Vaccinated, measured and at a distance
Strict measures apply to this year’s US edition at the Los Angeles Convention Center. Only those who are fully vaccinated are admitted, a mask is required in the interior and there are daily temperature checks for fever at the entrance. Corona rapid tests are not planned, but each visitor can choose a bracelet in traffic light colors and thus signal how much distance is comfortable for them.
The conference center in Los Angeles is designed for up to 20,000 visitors, only a third of them should come to KubeCon. Together with the landlord, they thought about how to use the space and will ensure that seats in conference and lecture rooms are set up with a lot of space, according to the CNCF.

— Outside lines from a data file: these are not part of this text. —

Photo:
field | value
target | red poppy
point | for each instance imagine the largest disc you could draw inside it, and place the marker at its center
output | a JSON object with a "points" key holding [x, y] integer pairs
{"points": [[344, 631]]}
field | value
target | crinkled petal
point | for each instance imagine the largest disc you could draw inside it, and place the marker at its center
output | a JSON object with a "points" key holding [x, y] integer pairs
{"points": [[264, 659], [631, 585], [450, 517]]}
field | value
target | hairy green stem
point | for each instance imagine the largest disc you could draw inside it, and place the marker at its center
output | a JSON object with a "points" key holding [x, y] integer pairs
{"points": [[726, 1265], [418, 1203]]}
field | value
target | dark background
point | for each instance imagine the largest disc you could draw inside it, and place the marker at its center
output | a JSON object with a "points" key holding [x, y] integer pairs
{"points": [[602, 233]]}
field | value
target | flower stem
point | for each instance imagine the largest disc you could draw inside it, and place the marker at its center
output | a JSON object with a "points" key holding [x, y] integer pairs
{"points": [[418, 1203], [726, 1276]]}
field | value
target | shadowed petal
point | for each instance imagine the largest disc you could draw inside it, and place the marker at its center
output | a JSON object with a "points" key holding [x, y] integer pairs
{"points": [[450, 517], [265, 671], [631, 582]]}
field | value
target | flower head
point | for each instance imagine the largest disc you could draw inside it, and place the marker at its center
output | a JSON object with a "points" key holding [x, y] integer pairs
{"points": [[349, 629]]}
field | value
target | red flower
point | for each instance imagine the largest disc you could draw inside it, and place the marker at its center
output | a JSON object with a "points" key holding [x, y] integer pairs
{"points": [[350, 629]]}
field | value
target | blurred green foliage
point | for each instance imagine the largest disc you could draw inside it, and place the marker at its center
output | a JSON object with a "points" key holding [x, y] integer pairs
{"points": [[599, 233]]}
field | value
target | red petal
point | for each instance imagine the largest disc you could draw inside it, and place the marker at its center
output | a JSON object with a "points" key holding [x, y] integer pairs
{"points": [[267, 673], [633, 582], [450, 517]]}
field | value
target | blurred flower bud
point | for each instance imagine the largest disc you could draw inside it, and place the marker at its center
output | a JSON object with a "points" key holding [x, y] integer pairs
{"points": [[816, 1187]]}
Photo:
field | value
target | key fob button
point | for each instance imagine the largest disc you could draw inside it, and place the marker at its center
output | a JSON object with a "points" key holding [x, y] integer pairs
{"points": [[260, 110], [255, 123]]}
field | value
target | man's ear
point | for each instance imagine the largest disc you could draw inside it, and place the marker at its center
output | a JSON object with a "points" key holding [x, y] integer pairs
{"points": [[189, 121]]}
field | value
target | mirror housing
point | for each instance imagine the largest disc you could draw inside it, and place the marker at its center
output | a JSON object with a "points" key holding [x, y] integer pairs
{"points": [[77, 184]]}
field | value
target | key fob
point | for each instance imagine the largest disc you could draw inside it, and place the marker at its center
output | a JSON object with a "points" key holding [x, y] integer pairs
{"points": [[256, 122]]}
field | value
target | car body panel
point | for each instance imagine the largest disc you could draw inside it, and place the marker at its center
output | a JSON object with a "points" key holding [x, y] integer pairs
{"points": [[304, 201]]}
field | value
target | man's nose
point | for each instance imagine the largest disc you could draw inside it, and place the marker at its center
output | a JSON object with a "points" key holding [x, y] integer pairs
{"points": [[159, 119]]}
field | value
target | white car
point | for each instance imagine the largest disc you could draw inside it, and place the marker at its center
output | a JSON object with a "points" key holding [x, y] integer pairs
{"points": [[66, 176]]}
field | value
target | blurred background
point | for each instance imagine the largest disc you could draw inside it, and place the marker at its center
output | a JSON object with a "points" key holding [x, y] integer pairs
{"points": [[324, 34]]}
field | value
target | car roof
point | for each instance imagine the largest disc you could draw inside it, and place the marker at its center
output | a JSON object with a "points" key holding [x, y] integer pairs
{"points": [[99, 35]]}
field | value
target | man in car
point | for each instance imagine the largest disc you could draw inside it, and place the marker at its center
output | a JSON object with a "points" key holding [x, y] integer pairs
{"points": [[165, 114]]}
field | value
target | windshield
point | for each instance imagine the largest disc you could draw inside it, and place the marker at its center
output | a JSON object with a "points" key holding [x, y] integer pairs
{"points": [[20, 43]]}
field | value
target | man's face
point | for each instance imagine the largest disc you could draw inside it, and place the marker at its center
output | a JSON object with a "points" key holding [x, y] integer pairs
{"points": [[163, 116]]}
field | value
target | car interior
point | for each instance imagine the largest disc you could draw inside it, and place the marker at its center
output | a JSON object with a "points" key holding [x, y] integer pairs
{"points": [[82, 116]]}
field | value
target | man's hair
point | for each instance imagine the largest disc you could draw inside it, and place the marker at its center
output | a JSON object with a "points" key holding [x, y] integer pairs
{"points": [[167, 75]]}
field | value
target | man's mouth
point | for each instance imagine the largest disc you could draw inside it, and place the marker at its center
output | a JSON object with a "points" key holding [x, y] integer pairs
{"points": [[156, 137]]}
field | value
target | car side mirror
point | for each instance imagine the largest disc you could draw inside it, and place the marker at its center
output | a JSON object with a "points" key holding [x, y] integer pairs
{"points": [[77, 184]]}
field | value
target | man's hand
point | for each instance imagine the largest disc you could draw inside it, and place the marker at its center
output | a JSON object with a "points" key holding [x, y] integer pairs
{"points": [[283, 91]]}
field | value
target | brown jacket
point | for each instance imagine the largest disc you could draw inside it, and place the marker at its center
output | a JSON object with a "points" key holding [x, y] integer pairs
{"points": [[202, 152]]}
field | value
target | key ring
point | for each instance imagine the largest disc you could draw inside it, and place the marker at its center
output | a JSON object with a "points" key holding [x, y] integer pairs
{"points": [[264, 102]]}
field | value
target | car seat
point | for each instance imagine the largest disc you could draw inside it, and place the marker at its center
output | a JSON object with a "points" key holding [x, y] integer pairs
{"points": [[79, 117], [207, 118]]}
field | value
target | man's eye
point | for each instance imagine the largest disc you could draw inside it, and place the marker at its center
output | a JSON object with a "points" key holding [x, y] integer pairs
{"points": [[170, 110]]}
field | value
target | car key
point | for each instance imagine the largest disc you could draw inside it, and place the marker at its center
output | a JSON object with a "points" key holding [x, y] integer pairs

Kubernetes and cloud native projects
Not only the Kubernetes maintainers present their achievements at KubeCon. The big stage is also used by numerous other open source projects from the cloud environment such as Helm and Prometheus. The event is mainly paid for by the large cloud providers Google Cloud, Microsoft Azure and Amazon AWS. Nevertheless, the organizers have managed in the past to focus on content for developers and administrators and not turn the major event into a pure sales event. As part of the conference, new open source projects are repeatedly presented by small teams, which reappear years later as established large-scale projects.